Find the normal frequencies for a linear, asymmetric molecule with the shape in Fig. 15.18.
Conservation of the center of gravity and of angular momentum now read
m_{A}x_{1} +m_{B}x_{2} +m_{C}x_{3} = 0, x-center of gravity,
m_{A}y_{1} +m_{B}y_{2} +m_{C}y_{3} = 0, y-center of gravity,
m_{A}l_{1}y_{1} = m_{C}l_{2}y_{3}, angular momentum conservation.
For the potential energy of bending, we write
V = \frac{K_{2}}{2} (lδ)^{2}, (2l = l_{1} +l_{2});for that of rotation,
V = \frac{K_{2}}{2}(x_{1} − x_{2})^{2} + \frac{K^{′}_{1}}{2} (x_{2} −x_{3})^{2}.

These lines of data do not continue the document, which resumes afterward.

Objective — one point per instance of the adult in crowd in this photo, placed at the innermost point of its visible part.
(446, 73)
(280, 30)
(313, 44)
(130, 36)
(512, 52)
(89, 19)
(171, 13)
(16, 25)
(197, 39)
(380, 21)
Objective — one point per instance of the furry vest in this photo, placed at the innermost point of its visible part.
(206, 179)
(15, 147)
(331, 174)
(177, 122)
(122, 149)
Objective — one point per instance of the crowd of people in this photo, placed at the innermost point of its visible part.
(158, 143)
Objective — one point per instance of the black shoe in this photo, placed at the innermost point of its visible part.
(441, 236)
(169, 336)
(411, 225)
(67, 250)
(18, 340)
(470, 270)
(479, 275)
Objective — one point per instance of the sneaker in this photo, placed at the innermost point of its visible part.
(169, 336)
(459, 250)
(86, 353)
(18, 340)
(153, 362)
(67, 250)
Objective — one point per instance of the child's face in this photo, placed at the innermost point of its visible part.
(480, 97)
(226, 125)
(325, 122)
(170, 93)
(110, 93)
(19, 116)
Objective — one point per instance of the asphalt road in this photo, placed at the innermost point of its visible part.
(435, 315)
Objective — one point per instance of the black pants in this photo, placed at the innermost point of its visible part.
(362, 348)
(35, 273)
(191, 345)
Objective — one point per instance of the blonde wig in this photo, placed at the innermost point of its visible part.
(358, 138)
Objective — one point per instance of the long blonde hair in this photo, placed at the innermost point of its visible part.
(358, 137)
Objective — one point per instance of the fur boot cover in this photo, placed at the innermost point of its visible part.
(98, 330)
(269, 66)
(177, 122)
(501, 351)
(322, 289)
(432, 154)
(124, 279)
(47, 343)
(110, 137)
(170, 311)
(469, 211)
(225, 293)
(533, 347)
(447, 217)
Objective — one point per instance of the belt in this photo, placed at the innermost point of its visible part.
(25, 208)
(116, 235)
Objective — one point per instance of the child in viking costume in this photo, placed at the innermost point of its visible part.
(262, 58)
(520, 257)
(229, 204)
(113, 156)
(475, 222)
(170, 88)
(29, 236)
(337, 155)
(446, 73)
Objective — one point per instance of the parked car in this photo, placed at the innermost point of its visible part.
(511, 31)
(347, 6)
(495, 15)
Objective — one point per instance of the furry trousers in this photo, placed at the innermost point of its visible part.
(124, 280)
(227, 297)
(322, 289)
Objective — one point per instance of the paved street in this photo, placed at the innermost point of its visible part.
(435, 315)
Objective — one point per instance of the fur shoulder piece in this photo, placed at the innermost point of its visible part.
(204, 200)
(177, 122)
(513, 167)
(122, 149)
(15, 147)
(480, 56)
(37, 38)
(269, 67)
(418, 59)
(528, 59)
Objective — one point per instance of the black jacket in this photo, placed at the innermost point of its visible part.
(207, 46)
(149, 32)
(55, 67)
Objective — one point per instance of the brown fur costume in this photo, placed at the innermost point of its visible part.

The analogous calculation as for Exercise 15.9 after some effort yields
ω^{2}_{T} = \frac{K_{2}l^{2}}{l^{2}_{1} l^{2}_{2}} \left(\frac{l^{2}_{1}}{m_C} + \frac{l^{2}_{2}}{m_{A}} + \frac{4l^{2}}{m_{B}}\right)for the frequency of the transverse vibration, and also the equation quadratic in ω^{2}
ω^{4} − ω^{2} \left[K_{1} \left(\frac{1}{m_{A}}+ \frac{1}{m_{B}} \right) +K^{′}_{1} \left(\frac{1}{m_{B}} + \frac{1}{m_{C}}\right)\right] + \frac{μK_{1}K^{′}_{1}}{m_{A}m_{B}m_{C}}= 0for the frequencies ω_{L_{1}},ω_{L_{2}} of the two longitudinal vibrations.